The Hartford Courant published an interesting piece today noting that the Connecticut state ethics office have found that UConn violated state nepotism laws by allowing Randy Edsall to hire his son Corey to coach the tight ends, and the fact that Randy, as head coach of the program, helped to negotiate a contract for his son.
As a result, lawyers for the ethics board are recommending that the ethics board take no immediate action against UConn or Randy Edsall, and that Corey be allowed to coach this fall, as long as his one-year contract is not renewed. That recommendation is being presented at the group’s meeting July 20th, according to the article. Corey is set to make $95,000 this fall coaching the tight ends.
Taking a quick look at the USA Today database of assistant coaches salaries from 2016, that $95,000 salary would rank Corey right around the 800th out of the 963 coaches they have salary information on. Corey’s compensation, position, and experience would be right in line with other coaches in that pay range.
UConn argued that Edsall’s official appointment came after the negotiation on Corey’s contract, but the state ethics board argued that was a mere formality in the big picture and giving that argument merit would open the door in future cases.
Prior to joining his father’s staff at UConn in January, Corey spent two seasons at Colorado, first as an intern, and then as a graduate assistant working with the defense. Corey was part of the program’s turn around, with the Buffs going 10-4 with an appearance in the Pac-12 title game. Before that, Corey also interned for two summers as a scouting intern in the NFL, first with the Patriots in 2013, and then with the Eagles in 2014.
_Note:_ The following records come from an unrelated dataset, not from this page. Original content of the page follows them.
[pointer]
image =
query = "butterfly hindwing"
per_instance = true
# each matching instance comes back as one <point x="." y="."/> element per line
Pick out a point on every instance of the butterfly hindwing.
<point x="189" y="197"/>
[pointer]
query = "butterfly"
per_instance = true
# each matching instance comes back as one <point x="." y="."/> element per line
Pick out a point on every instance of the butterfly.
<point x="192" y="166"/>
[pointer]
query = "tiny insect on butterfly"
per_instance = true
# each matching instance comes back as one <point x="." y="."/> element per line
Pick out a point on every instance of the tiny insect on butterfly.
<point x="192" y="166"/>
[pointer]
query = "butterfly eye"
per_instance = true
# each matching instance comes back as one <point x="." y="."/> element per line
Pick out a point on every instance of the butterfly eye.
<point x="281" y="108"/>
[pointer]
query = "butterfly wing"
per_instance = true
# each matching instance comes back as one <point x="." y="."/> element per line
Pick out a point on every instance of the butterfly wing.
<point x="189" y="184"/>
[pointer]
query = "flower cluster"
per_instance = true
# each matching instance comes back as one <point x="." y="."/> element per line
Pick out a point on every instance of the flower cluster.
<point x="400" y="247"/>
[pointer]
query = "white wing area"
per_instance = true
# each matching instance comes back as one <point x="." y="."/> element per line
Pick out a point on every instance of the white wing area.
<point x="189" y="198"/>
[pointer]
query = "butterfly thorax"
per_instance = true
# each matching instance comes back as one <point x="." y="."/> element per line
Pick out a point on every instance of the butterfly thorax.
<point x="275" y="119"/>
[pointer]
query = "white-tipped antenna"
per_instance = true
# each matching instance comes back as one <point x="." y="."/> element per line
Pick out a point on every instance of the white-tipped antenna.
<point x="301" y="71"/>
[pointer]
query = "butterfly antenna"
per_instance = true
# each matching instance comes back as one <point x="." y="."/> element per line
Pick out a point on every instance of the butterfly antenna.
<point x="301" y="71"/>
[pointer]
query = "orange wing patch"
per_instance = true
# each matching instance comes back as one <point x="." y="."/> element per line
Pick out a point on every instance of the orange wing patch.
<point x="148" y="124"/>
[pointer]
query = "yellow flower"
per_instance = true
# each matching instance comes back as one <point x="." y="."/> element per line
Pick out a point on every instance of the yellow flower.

As a player, Corey started off playing quarterback at Syracuse before transferring to Maryland, where he served as a student assistant on his father’s staff for three seasons on the offensive side of the ball.
I think we can all understand, and (at least in a sense) appreciate why the law was formed in the first place, which was to prevent a person holding a state job from giving someone of their relation a job that they’re not qualified for, but this isn’t that. While there may have been better candidates on paper as far as experience, Corey wasn’t just handed the job fresh out of college. As many coaches do, he worked as an intern and graduate assistant before eventually getting an chance to work with his father – an opportunity that they likely both dreamed of for years.
But the state ethics board is putting a one-year clock on that dream.
In this instance, to say that you can’t hire someone because he’s your own blood is, in my opinion, incredibly short-sighted, and is clearly not in the spirit of why the law was put into action in the first place.